A child's narrow palate can lead to dental issues such as crowding, impacted teeth or a cross bite. To help correct (or prevent) these issues and more, your Langley orthodontist may recommend treatment with a palatal expander. Here's how these common orthodontic appliances work...
Palatal expanders are orthodontic appliances that can be used to help increase the width of your child's upper jaw (the maxilla) to help correct orthodontic issues such as a crossbite, crowded teeth or impacted teeth. These orthodontic appliances are actually so effective that they are among the most commonly prescribed orthodontic treatments for children.

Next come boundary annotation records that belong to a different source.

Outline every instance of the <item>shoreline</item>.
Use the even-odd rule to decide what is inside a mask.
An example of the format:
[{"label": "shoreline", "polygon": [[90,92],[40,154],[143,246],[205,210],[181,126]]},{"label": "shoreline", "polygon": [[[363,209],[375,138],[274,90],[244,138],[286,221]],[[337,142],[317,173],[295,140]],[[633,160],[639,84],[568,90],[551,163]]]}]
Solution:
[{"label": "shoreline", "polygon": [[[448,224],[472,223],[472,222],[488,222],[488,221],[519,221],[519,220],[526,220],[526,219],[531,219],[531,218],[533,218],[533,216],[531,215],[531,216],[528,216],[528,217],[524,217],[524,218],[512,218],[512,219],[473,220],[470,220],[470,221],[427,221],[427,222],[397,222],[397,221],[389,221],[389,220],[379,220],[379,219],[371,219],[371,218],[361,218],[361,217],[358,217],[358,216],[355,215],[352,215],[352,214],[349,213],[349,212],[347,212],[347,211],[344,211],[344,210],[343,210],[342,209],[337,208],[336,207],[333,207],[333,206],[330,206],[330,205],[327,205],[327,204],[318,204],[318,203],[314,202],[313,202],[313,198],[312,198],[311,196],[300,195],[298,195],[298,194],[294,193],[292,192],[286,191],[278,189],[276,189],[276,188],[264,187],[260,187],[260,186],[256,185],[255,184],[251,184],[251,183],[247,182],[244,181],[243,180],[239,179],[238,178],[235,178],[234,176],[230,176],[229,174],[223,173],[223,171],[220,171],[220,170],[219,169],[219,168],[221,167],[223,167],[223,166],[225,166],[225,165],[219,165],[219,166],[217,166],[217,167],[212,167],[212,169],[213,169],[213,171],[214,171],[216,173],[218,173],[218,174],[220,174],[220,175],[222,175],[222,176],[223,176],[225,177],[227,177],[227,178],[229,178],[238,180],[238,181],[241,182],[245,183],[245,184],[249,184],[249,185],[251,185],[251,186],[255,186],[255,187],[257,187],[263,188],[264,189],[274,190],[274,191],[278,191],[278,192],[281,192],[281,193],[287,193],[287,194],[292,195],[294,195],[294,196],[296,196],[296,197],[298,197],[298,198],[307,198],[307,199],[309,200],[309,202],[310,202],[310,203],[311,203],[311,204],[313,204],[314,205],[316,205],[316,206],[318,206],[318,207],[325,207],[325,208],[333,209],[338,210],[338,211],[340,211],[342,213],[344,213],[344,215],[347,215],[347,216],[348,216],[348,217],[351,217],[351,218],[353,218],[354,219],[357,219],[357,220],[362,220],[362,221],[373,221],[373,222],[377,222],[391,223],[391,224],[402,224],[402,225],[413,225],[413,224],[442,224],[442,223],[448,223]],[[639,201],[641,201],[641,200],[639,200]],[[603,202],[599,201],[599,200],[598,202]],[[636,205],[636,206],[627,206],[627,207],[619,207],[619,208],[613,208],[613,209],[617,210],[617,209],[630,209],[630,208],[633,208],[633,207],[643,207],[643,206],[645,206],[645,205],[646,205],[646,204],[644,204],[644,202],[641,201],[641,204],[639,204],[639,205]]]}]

Palatal expanders can be a little intimidating at first. Parents can often feel unnerved at the idea of turning a key to widen the expander but have no fear. Expanders are easy to use, and once you've done it a few times you and your child will get used to it.
What do palatal expanders do?
A 'palatal expander’ does exactly what the name says. These orthodontic appliances gradually expand the child's palate (or arch), to help create room for the adult teeth to grow in correctly without causing crowding issues. Expanders are recommended for children whose jaw growth just isn't able to keep up with the space needed for the incoming permanent teeth.
How do palatal expanders work?
First, your child will be fitted with either a removable or fixed palatal expander to help treat their orthodontic issues. The expander will be attached to your child's upper arch, and either held in place with bands around the teeth or attached with a plastic material that is bonded over your child's teeth. After the expander has been fitted in place, your child's orthodontist will provide you with instructions on how often and how much you should turn the key. Each turn of the key will slightly widen your child's dental arch.
Will using a palatal expander hurt my child?
Most orthodontic devices cause some discomfort. You should expect it to take a few days your child to adjust to their expander, and during that time they may experience some mild discomfort. However, any slight discomfort they experience should fade quickly. Most kids report that they only feel occasional discomfort or a feeling of pressure on their teeth or the roof of their mouth.